In the last couple of days, a friend posted the photo above, taken at Plum Island Beach in Newburyport, MA, and I immediately wrote asking for his permission to post it on my blog - Mike Sierra graciously said yes. I wasn't sure when or how I'd use the photo but it's stark beauty told me I'd find a way, a reason. Then another friend posted the reflection below and, upon request, Gregory Maguire told me I could share it on my page. It didn't take me too long, then, to pair the picture with the words. I find each of them alone and both of them together to be a rich source for prayerful reflection.

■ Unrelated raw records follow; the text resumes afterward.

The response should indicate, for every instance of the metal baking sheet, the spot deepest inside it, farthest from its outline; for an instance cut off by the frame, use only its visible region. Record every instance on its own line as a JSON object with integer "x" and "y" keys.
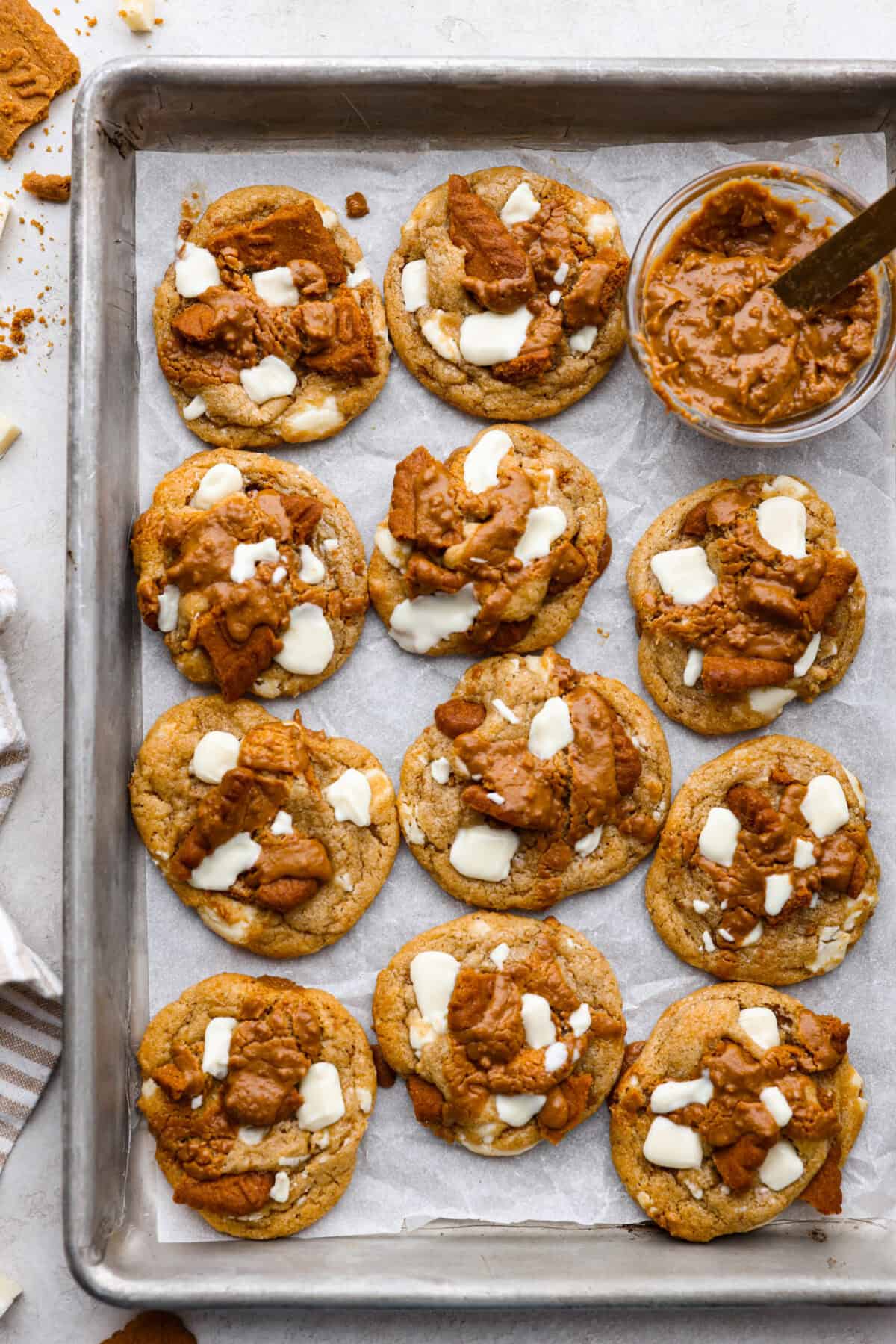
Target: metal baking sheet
{"x": 128, "y": 107}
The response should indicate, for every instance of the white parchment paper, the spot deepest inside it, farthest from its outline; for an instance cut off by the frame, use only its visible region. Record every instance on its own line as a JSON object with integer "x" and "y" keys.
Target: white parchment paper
{"x": 383, "y": 696}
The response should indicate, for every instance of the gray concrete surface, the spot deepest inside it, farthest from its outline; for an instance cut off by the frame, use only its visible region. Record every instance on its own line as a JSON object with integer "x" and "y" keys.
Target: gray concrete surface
{"x": 33, "y": 391}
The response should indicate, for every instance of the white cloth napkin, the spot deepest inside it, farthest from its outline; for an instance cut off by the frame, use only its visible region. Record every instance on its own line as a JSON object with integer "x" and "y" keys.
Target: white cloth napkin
{"x": 30, "y": 992}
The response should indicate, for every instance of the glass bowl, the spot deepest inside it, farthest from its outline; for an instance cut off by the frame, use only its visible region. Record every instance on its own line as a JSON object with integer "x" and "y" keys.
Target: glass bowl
{"x": 824, "y": 199}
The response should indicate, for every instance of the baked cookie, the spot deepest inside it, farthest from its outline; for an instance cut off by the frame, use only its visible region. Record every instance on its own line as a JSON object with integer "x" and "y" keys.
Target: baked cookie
{"x": 267, "y": 323}
{"x": 257, "y": 1093}
{"x": 279, "y": 837}
{"x": 504, "y": 296}
{"x": 738, "y": 1103}
{"x": 763, "y": 869}
{"x": 505, "y": 1029}
{"x": 253, "y": 572}
{"x": 534, "y": 782}
{"x": 494, "y": 550}
{"x": 744, "y": 601}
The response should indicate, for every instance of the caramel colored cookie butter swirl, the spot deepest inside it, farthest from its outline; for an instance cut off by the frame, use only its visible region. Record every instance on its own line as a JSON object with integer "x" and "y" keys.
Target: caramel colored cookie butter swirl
{"x": 217, "y": 1109}
{"x": 765, "y": 609}
{"x": 743, "y": 1112}
{"x": 461, "y": 539}
{"x": 511, "y": 1035}
{"x": 718, "y": 336}
{"x": 289, "y": 869}
{"x": 230, "y": 327}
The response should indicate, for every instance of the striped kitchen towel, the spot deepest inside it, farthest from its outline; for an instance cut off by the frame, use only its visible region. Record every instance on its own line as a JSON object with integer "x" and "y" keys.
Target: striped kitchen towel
{"x": 30, "y": 992}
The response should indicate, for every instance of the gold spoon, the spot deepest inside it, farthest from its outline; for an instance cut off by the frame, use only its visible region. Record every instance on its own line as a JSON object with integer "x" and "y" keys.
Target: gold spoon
{"x": 829, "y": 267}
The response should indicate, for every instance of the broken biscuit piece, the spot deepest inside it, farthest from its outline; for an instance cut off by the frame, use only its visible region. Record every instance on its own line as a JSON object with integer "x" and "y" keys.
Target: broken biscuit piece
{"x": 50, "y": 186}
{"x": 35, "y": 65}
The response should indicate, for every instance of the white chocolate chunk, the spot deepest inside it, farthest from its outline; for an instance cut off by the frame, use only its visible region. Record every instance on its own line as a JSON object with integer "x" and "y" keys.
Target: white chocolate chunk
{"x": 433, "y": 975}
{"x": 802, "y": 664}
{"x": 782, "y": 1165}
{"x": 803, "y": 855}
{"x": 684, "y": 575}
{"x": 249, "y": 554}
{"x": 481, "y": 462}
{"x": 672, "y": 1145}
{"x": 694, "y": 667}
{"x": 672, "y": 1094}
{"x": 168, "y": 608}
{"x": 323, "y": 1103}
{"x": 778, "y": 890}
{"x": 500, "y": 955}
{"x": 484, "y": 852}
{"x": 538, "y": 1022}
{"x": 583, "y": 339}
{"x": 601, "y": 226}
{"x": 195, "y": 409}
{"x": 314, "y": 569}
{"x": 220, "y": 870}
{"x": 588, "y": 843}
{"x": 314, "y": 418}
{"x": 252, "y": 1135}
{"x": 520, "y": 206}
{"x": 421, "y": 622}
{"x": 195, "y": 272}
{"x": 396, "y": 553}
{"x": 218, "y": 484}
{"x": 269, "y": 378}
{"x": 494, "y": 338}
{"x": 543, "y": 526}
{"x": 761, "y": 1026}
{"x": 555, "y": 1056}
{"x": 217, "y": 1046}
{"x": 276, "y": 287}
{"x": 214, "y": 755}
{"x": 358, "y": 276}
{"x": 782, "y": 521}
{"x": 825, "y": 805}
{"x": 280, "y": 1190}
{"x": 520, "y": 1109}
{"x": 349, "y": 797}
{"x": 415, "y": 285}
{"x": 719, "y": 836}
{"x": 551, "y": 728}
{"x": 441, "y": 338}
{"x": 308, "y": 642}
{"x": 830, "y": 950}
{"x": 777, "y": 1105}
{"x": 770, "y": 699}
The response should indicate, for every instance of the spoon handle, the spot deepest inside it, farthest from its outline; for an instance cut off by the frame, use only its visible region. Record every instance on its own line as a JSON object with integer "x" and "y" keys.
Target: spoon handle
{"x": 828, "y": 269}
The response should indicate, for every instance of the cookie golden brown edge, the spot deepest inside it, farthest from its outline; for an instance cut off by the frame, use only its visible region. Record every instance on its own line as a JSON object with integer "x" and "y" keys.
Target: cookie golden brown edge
{"x": 267, "y": 323}
{"x": 744, "y": 601}
{"x": 494, "y": 550}
{"x": 504, "y": 296}
{"x": 534, "y": 781}
{"x": 277, "y": 836}
{"x": 257, "y": 1093}
{"x": 507, "y": 1031}
{"x": 765, "y": 870}
{"x": 739, "y": 1103}
{"x": 253, "y": 572}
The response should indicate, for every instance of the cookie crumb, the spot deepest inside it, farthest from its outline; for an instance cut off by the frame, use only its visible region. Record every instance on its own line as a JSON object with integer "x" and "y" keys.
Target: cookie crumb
{"x": 50, "y": 186}
{"x": 356, "y": 206}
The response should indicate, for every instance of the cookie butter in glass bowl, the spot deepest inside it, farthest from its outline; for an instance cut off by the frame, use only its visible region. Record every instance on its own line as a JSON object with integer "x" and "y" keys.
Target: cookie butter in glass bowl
{"x": 712, "y": 339}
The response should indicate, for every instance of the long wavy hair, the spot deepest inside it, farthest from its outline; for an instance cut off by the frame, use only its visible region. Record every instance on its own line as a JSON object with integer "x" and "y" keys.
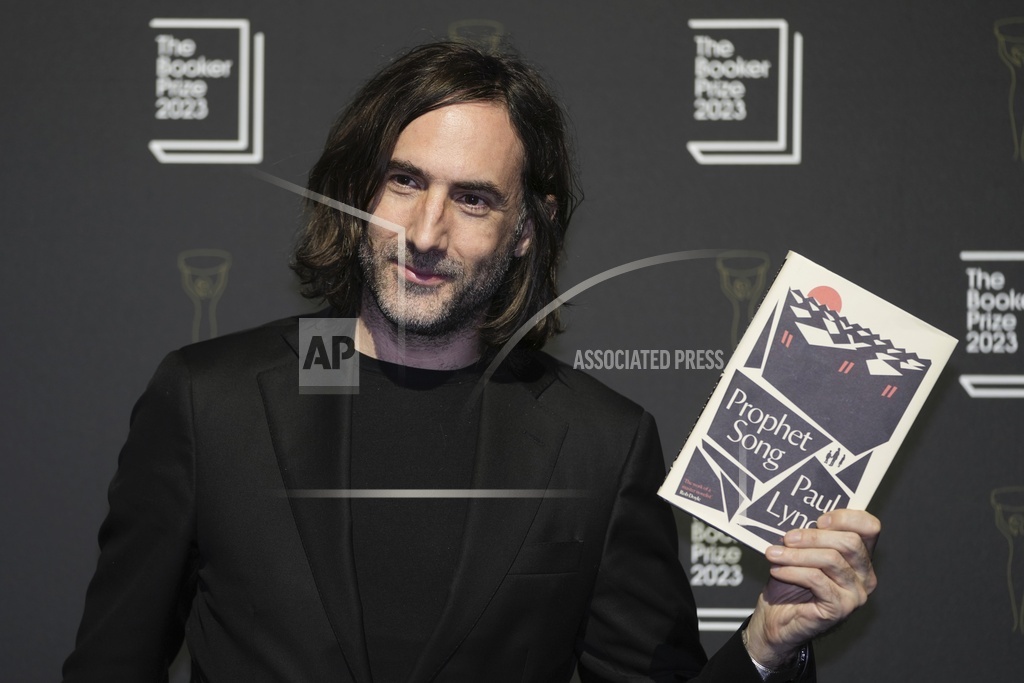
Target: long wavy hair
{"x": 359, "y": 147}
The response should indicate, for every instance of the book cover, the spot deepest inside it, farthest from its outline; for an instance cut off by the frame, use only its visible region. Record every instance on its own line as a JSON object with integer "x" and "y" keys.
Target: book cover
{"x": 810, "y": 410}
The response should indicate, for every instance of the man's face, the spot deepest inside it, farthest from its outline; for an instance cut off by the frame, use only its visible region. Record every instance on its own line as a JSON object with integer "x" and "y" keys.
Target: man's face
{"x": 454, "y": 183}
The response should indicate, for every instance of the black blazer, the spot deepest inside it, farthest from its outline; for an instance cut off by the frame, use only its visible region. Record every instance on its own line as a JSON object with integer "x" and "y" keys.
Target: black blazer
{"x": 201, "y": 539}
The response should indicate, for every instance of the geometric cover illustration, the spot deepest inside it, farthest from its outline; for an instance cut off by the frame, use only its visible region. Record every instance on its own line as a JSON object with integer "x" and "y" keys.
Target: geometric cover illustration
{"x": 810, "y": 410}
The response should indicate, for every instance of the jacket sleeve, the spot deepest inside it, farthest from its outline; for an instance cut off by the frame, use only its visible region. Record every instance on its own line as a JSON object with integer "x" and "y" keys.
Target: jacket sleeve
{"x": 134, "y": 608}
{"x": 642, "y": 624}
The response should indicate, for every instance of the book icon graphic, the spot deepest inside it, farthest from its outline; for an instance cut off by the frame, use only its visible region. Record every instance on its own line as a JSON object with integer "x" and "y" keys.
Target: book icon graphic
{"x": 810, "y": 410}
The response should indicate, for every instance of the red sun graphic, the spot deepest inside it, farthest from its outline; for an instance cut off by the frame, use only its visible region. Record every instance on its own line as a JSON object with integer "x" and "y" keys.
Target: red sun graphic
{"x": 827, "y": 297}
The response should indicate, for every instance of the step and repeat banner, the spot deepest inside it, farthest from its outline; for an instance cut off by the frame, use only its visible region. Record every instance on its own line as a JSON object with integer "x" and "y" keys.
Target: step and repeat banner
{"x": 147, "y": 155}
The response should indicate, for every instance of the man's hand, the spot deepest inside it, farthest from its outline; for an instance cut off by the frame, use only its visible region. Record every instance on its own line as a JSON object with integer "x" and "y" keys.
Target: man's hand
{"x": 818, "y": 578}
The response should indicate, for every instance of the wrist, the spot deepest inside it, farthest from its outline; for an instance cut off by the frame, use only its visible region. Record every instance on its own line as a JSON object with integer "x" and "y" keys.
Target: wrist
{"x": 780, "y": 670}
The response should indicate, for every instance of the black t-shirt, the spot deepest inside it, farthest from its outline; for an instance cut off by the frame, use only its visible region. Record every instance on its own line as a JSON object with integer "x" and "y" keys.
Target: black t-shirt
{"x": 412, "y": 429}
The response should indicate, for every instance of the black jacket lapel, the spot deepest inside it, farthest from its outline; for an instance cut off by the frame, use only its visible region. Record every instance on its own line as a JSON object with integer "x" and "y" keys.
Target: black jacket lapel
{"x": 310, "y": 436}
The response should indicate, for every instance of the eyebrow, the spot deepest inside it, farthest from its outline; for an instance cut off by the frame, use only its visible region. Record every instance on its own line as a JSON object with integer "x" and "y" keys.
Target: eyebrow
{"x": 478, "y": 186}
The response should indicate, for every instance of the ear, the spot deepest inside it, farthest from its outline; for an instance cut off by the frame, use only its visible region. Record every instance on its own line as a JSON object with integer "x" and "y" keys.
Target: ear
{"x": 525, "y": 239}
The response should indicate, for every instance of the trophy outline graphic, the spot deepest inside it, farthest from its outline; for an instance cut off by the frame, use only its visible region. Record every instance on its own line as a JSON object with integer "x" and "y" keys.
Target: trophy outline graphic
{"x": 1011, "y": 49}
{"x": 204, "y": 283}
{"x": 737, "y": 153}
{"x": 742, "y": 285}
{"x": 1008, "y": 503}
{"x": 484, "y": 34}
{"x": 223, "y": 152}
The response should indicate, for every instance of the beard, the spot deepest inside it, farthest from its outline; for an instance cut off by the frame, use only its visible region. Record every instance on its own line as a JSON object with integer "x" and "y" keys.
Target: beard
{"x": 440, "y": 310}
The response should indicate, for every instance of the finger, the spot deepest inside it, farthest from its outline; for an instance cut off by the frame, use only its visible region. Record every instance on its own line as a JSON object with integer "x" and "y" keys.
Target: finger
{"x": 829, "y": 602}
{"x": 849, "y": 545}
{"x": 860, "y": 522}
{"x": 830, "y": 560}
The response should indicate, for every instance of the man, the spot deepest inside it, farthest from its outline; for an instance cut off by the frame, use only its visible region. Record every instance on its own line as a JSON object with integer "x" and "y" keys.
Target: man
{"x": 466, "y": 153}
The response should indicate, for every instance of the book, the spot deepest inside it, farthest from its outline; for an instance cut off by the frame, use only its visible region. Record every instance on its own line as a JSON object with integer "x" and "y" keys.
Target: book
{"x": 810, "y": 410}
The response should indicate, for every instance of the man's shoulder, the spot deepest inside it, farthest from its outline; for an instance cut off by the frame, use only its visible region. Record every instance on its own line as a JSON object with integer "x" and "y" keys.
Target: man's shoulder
{"x": 255, "y": 348}
{"x": 560, "y": 386}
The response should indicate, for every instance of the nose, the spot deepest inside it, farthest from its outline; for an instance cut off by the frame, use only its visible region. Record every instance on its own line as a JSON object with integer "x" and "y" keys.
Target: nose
{"x": 427, "y": 229}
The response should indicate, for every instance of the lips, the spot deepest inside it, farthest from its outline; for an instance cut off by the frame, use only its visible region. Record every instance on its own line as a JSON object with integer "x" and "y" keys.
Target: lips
{"x": 422, "y": 275}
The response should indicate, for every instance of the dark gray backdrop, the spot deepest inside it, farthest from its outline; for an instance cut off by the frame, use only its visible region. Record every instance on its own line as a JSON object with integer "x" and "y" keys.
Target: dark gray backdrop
{"x": 907, "y": 161}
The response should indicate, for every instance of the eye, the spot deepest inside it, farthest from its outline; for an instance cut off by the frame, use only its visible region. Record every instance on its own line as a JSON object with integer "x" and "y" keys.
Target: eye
{"x": 402, "y": 180}
{"x": 475, "y": 204}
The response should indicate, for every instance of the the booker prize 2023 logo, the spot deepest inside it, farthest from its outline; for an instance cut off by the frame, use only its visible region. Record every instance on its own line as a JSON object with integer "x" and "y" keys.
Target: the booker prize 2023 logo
{"x": 748, "y": 92}
{"x": 994, "y": 305}
{"x": 328, "y": 361}
{"x": 209, "y": 91}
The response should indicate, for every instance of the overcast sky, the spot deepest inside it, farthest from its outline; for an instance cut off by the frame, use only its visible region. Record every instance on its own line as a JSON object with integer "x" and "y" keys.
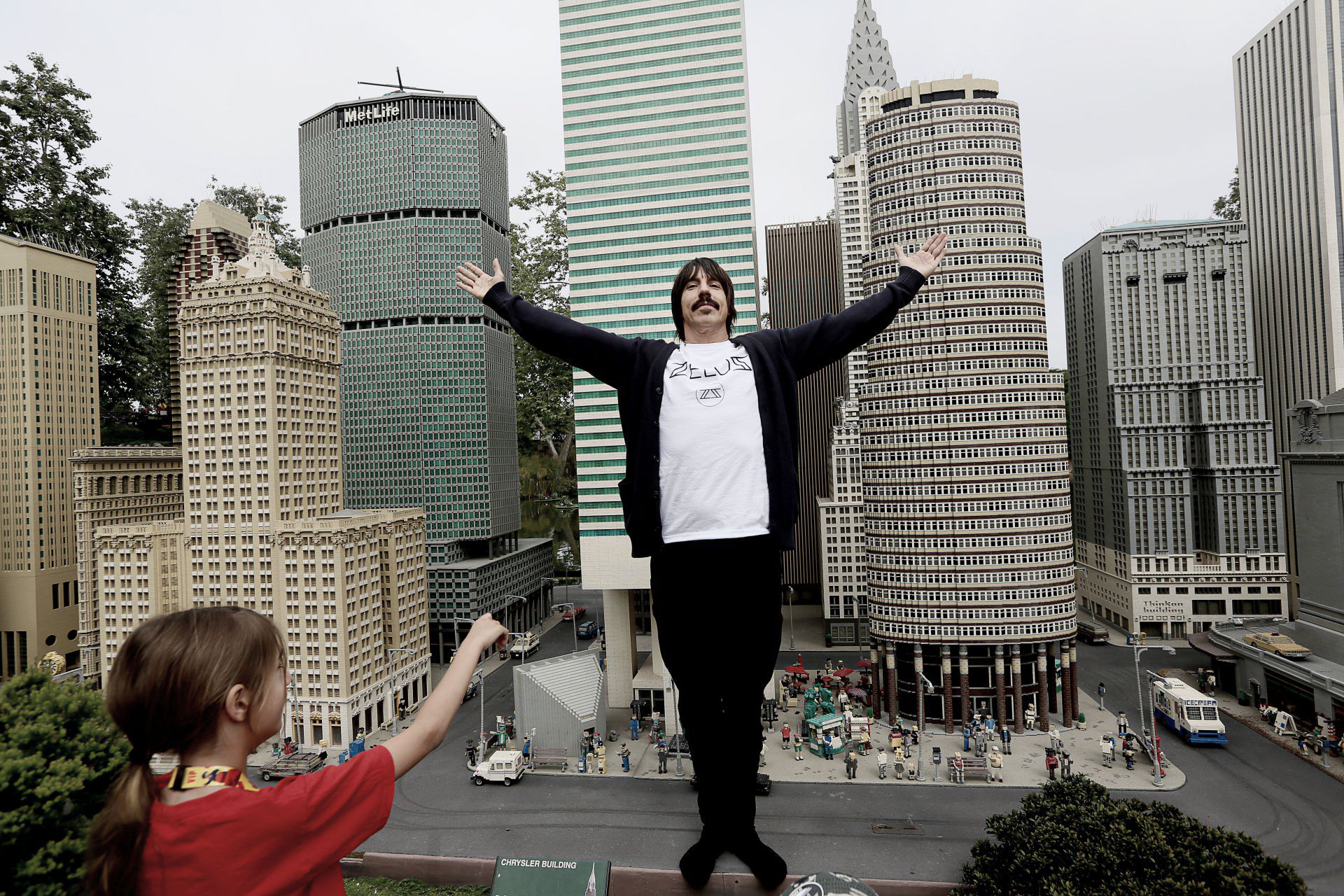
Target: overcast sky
{"x": 1126, "y": 109}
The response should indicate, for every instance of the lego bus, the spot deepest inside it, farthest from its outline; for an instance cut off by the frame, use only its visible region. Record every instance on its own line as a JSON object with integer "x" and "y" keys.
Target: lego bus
{"x": 1186, "y": 711}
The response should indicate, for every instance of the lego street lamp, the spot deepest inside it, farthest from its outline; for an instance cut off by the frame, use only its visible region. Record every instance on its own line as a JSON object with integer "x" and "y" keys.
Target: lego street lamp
{"x": 293, "y": 713}
{"x": 927, "y": 685}
{"x": 574, "y": 618}
{"x": 556, "y": 582}
{"x": 391, "y": 687}
{"x": 680, "y": 732}
{"x": 480, "y": 697}
{"x": 1152, "y": 718}
{"x": 510, "y": 601}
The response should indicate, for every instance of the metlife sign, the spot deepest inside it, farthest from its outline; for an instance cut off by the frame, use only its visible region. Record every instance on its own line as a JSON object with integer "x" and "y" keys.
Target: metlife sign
{"x": 362, "y": 115}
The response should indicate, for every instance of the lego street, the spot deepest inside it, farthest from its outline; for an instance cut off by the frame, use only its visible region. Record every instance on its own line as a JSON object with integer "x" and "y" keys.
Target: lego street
{"x": 882, "y": 828}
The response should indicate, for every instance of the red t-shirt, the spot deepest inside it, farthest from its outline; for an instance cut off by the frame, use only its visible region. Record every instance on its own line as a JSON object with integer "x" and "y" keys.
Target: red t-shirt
{"x": 283, "y": 840}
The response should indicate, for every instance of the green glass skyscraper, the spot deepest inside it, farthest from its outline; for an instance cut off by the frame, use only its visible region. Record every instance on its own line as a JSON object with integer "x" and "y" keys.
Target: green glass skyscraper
{"x": 394, "y": 194}
{"x": 657, "y": 164}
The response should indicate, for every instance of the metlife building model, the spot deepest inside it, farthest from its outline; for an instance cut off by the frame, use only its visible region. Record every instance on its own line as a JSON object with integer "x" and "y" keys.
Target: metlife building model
{"x": 394, "y": 194}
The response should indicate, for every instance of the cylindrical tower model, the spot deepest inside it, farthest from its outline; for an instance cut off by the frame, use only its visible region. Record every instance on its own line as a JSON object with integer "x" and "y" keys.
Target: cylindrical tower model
{"x": 965, "y": 457}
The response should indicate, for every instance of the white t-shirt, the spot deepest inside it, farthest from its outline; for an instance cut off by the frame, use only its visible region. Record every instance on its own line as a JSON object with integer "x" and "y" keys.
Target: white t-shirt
{"x": 711, "y": 470}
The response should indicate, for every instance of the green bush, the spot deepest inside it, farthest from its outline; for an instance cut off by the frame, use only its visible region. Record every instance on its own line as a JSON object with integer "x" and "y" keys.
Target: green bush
{"x": 59, "y": 754}
{"x": 1072, "y": 839}
{"x": 409, "y": 887}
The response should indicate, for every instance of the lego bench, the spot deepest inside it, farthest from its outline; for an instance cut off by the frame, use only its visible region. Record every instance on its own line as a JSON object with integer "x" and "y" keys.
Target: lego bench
{"x": 976, "y": 766}
{"x": 552, "y": 757}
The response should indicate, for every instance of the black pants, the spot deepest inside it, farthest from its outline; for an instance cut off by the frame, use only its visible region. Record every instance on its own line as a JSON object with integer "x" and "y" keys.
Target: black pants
{"x": 718, "y": 610}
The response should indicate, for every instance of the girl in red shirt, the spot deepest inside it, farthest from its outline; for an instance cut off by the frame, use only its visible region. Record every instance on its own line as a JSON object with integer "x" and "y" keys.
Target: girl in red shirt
{"x": 209, "y": 684}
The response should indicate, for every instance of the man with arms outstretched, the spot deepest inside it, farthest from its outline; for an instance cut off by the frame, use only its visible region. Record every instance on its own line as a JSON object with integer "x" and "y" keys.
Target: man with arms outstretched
{"x": 711, "y": 498}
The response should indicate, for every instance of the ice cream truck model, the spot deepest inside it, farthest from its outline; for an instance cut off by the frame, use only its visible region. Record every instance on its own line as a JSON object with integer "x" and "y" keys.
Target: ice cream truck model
{"x": 1190, "y": 713}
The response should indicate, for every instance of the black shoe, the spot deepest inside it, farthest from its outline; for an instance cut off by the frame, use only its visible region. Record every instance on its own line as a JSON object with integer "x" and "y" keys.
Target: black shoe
{"x": 698, "y": 862}
{"x": 766, "y": 864}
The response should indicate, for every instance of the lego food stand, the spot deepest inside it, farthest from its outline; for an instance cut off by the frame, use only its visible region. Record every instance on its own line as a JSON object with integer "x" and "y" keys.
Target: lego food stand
{"x": 820, "y": 727}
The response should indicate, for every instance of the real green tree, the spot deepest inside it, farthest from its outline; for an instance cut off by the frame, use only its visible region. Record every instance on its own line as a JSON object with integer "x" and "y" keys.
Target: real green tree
{"x": 253, "y": 200}
{"x": 540, "y": 266}
{"x": 1230, "y": 204}
{"x": 59, "y": 754}
{"x": 49, "y": 192}
{"x": 1073, "y": 839}
{"x": 160, "y": 230}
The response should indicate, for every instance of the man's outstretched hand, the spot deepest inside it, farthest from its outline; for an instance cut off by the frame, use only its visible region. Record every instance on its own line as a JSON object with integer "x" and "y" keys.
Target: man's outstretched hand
{"x": 476, "y": 281}
{"x": 925, "y": 261}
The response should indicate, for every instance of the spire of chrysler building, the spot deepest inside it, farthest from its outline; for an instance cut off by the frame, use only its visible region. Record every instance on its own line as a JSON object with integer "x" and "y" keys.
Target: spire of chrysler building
{"x": 869, "y": 66}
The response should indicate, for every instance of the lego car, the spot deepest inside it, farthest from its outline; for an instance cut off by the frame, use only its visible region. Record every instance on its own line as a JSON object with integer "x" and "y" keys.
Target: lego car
{"x": 299, "y": 763}
{"x": 504, "y": 766}
{"x": 526, "y": 645}
{"x": 1277, "y": 644}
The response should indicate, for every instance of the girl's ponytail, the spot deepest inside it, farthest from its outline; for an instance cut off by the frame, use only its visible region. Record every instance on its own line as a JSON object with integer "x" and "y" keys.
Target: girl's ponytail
{"x": 166, "y": 691}
{"x": 118, "y": 834}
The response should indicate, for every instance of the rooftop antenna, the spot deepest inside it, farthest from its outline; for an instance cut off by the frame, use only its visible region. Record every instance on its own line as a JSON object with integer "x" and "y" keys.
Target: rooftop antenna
{"x": 400, "y": 86}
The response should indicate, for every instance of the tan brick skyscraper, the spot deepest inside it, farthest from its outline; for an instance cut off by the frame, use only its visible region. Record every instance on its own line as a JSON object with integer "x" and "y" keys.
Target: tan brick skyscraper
{"x": 214, "y": 230}
{"x": 49, "y": 407}
{"x": 260, "y": 367}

I hope you do, too.
"I now think of the time ahead
as less of an ocean and more of a receding sea,
perhaps sooner or later turning into quicksand..."
This is the day the Lord has made.
A day I might have rued.
Not a summer's day, to which
comparison is a dicey proposition
- almost nobody can win in that beauty pageant.
But as I once noticed an elderly Cambridge friend of mine
drawing in her horizons
- finding Norway too far away, then Manhattan,
and then even the Harvard Faculty Club by taxi
a bit of a campaign, so let's eat in
- I now think of the time ahead as less of an ocean
and more of a receding sea,
perhaps sooner or later turning into quicksand.
I don't have a five year plan,
but usually I have a five minute plan.
And sometimes do something else
because I get distracted, like a dog on the sidewalk
sensing something unnerving or curious.
A conundrum, a holy mystery,
this mathematical proposition:
regard and gratitude for the time to be lived in
doesn't shrink with the portion size.
Not unlike, I suppose,
the capacity to take a new person into your love
regardless of how committed you are
to everyone you've ever met.
"The heart has infinite room inside it."
Today the volume expands to include
a five year old boy with a backpack
and his family.
So the day is full of sorrow.
And yet I'm still grateful for the daylight,
which seems obscene.
This is not a poem.
Just some thoughts
as I'm in a doctor's examination room
in a holding pattern.
Waiting for therapy, relief, good news, and mercy.